Ilonggos have their own favorite sio pao. Be it one with a savoury filling or maybe that which has a nicely textured bun. It can also come from one’s favorite Chinese restaurant, a snack shop along the highway or a hole in the wall food shop.
Let me take you in a “sio pao in the city” gastronomic tour and begin with the restaurant that sio pao built. The mere mention of Kong Kee makes one instantly think of sio pao for it has been it’s signature product ever since.
They have pork, chicken and pork-chicken. The pork sio pao brings back a lot of good taste memories especially with their signature sauce. I give their chicken sio pao “plus points” for having slices not shreds of chicken but the taste reminds me of some native Ilonggo delicacies – can’t be sure if it’s binakol, tinu-om or tinola.
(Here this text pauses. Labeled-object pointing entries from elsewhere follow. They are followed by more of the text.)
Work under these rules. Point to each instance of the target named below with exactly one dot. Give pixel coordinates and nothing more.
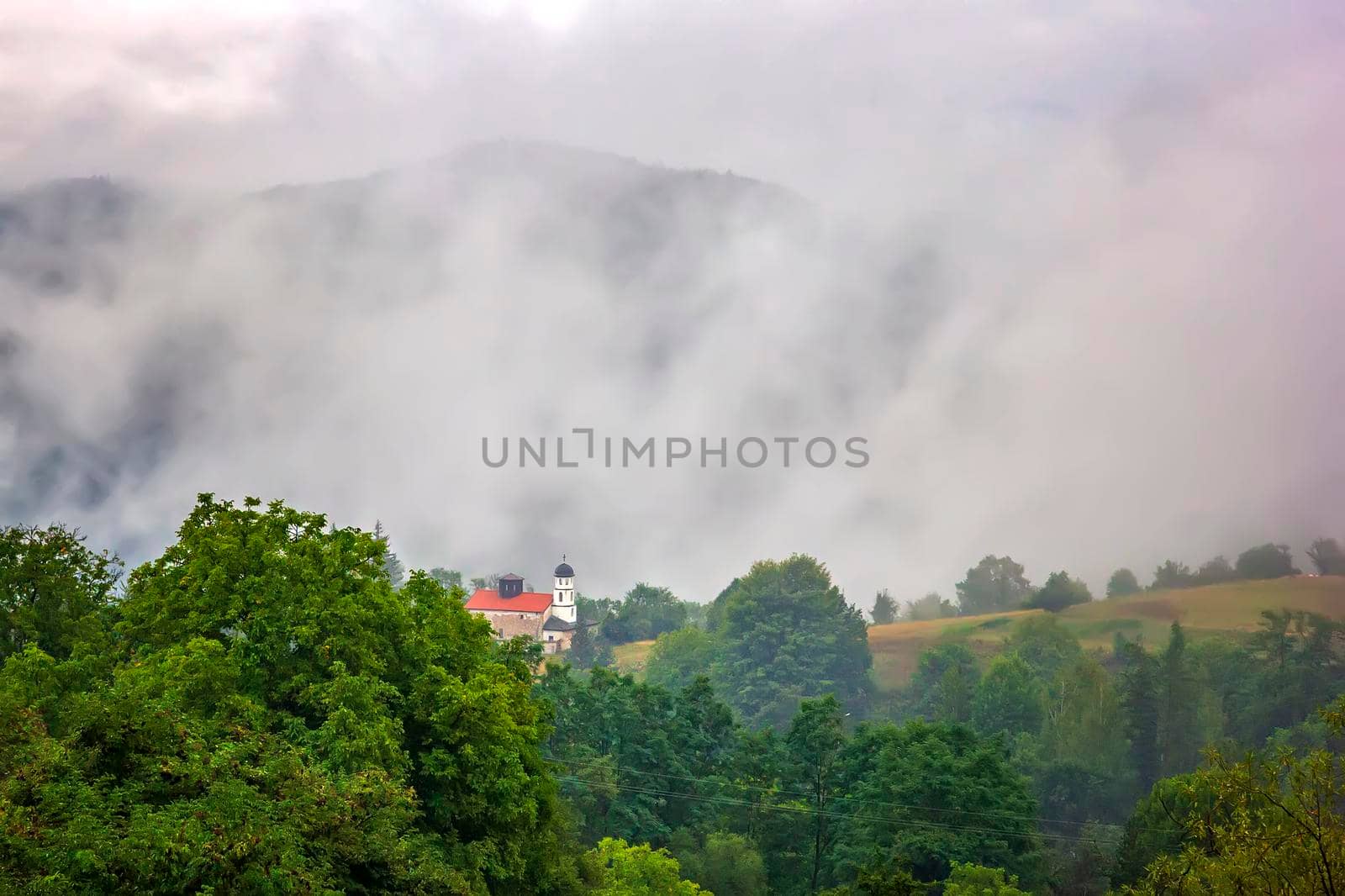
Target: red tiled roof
(529, 602)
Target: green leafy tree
(54, 591)
(277, 719)
(1122, 582)
(588, 649)
(615, 868)
(1215, 572)
(993, 586)
(1059, 593)
(1161, 824)
(646, 613)
(787, 634)
(930, 794)
(978, 880)
(679, 656)
(1179, 703)
(1277, 826)
(881, 878)
(1046, 645)
(1140, 697)
(1266, 561)
(622, 743)
(814, 743)
(726, 865)
(884, 609)
(1009, 698)
(943, 683)
(1328, 557)
(930, 607)
(1172, 575)
(450, 579)
(392, 566)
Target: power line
(851, 799)
(799, 810)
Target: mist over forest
(634, 448)
(1076, 311)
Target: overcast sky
(1129, 346)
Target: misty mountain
(531, 260)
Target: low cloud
(1073, 275)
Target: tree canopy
(787, 634)
(993, 586)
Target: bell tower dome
(562, 598)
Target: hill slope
(1214, 609)
(1234, 607)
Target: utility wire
(591, 764)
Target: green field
(631, 656)
(1235, 607)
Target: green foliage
(1059, 593)
(993, 586)
(679, 656)
(1122, 582)
(632, 756)
(588, 649)
(392, 566)
(884, 609)
(1214, 572)
(1083, 772)
(1009, 698)
(928, 607)
(978, 880)
(1046, 645)
(943, 683)
(881, 878)
(931, 794)
(1328, 557)
(1179, 703)
(1298, 665)
(726, 865)
(1172, 575)
(1140, 683)
(1275, 826)
(277, 719)
(814, 743)
(54, 591)
(450, 579)
(789, 634)
(1158, 825)
(1266, 561)
(615, 868)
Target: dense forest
(276, 707)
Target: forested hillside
(260, 709)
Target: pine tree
(1140, 697)
(884, 609)
(392, 566)
(1177, 728)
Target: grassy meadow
(1234, 607)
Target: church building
(548, 618)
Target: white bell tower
(562, 599)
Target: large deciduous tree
(1122, 582)
(884, 609)
(1266, 561)
(789, 634)
(54, 591)
(272, 716)
(1328, 557)
(1059, 593)
(993, 586)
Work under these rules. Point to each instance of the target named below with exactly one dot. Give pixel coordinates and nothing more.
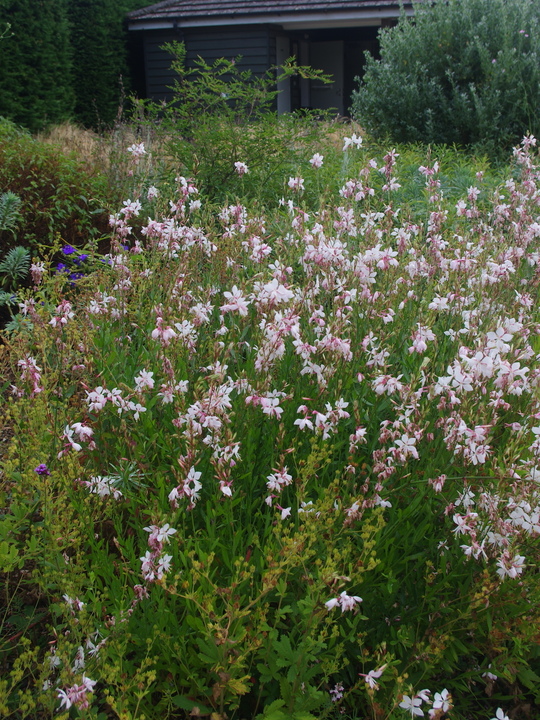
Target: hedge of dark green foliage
(66, 60)
(61, 201)
(464, 72)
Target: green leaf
(185, 703)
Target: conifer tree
(36, 86)
(100, 56)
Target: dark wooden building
(331, 35)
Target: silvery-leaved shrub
(463, 72)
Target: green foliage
(14, 266)
(464, 72)
(239, 626)
(10, 205)
(56, 194)
(35, 61)
(220, 115)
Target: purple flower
(42, 469)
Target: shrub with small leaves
(464, 72)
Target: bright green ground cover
(277, 457)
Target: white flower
(412, 705)
(354, 140)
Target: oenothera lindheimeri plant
(284, 465)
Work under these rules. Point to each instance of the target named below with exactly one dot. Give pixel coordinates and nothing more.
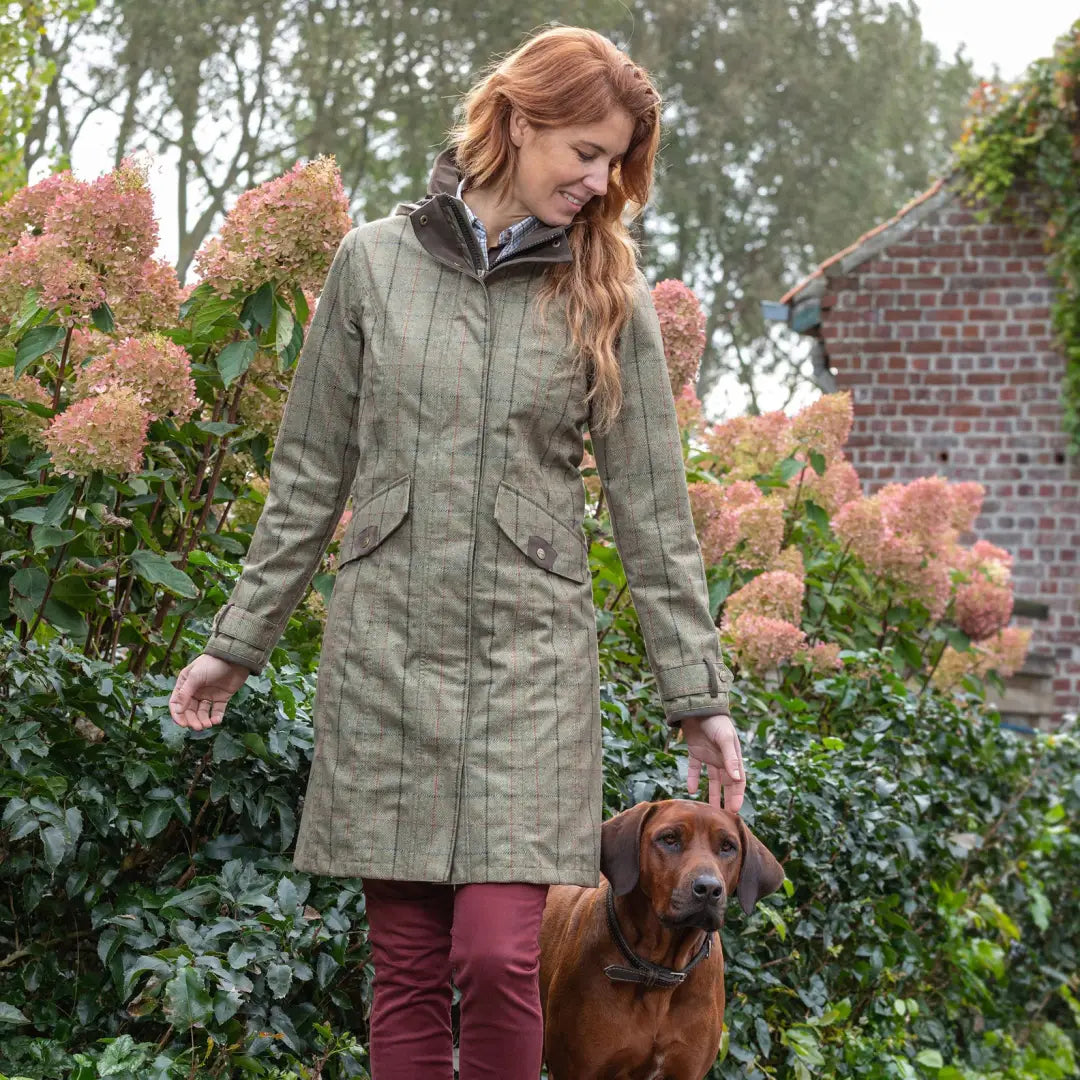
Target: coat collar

A stone’s throw away is Roberto’s and you guess it right – Queen sio pao. This popular big sio pao is filled with chicken and pork adobo, Chinese sausage, bacon, hardboiled egg. It also has the masculine counterpart; the King with almost the same filling except bacon becomes ham.
Most of the time its size is mostly on the bun and the filling is just a mere fraction of it. But yes the filling tastes good that one hopes to have more of it. Also it tends to be messy since when you take of the paper bottom, everything falls off that most of the time I end up eating the Queen – with a spoon!
Walking around 10 minutes to Iznart Street brings us to a bakeshop famous not for it’s sio pao but for biscocho – Wewin’s. But it’s usually the sio pao I go there for. Very flavourful with the bun consistency I prefer, sort of chewy and filled. No need for sauce for the filling is already saucy but if you’d insist for it, they’ll give you - banana catsup! Yet unexpectedly, you may learn to love it!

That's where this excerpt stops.